As part of the evolution, besides usual restaurant fare, customers get to have a say in designing their own pizza and hamburger or just ordering Crowe’s Signature Chicken or ordering other dishes and appetizers with an American or international flair.
For entertainment, among local acts brought into the 125-person establishment are Kim Petrarca, Slam and Lola and the Pallbearers. Piano players, "Rachel and Jack" are there on Wednesdays. Friday night and Saturday nights often consist of acoustic and small bands.
The ambiance also includes one of his passions- marine biology- expressed twice in 75-gallon and 180-gallon tank aquariums.
Soon the business is going online on the website, crowebarandtavern.com, created by Marshmallow Fox Design of Coventry (Greene). “We can then take orders for food to go on the internet and will keep our customers updated on what’s going on here.”
While Crowe is looking toward the future, one of his favorite expressions is “old school.” Hanging on the walls is a picture of an old typewriter, for example, in addition to stylistic paintings of a man and a woman in the 1920s. “I would like to get some old photos of the area," he said.
Crowe enjoys being part of the restoration of the area in which the Crowebar resides. “It’s nice to be in an area now where the town has been building and cleaning up more,” he said, mentioning Coventry Shopper’s Park and Dave's Marketplace across the street and adjacent businesses as friendly neighbors. Dunkin’ Donuts and Phusion Pharmacy have been welcome additions, too, he adds. “It has become more business friendly.”

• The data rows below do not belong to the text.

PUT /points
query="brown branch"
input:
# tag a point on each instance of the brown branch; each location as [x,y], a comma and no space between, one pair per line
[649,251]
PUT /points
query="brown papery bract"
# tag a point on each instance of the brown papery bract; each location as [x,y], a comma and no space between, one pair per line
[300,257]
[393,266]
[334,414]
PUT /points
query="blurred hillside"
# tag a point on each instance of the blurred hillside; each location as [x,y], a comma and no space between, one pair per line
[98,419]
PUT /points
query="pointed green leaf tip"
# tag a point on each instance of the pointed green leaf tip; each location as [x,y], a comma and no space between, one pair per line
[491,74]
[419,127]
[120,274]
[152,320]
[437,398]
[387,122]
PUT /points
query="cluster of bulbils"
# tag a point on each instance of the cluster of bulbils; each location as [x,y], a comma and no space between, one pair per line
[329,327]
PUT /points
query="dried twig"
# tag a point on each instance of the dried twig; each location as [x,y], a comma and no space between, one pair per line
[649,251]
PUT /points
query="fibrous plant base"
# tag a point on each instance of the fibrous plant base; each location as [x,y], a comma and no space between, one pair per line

If they help you, we help them,” he said of the community, his clients and even competitors, too.
Finally, Coventry is a place where Crowe thinks his bar can exactly fit the model of a former hit TV series. “This town is special because everyone knows everybody else here,” he said. “I’d love to have this bar have a ‘Cheers’ feel to it, where even if you walk in alone, someone will know you and call out your name.”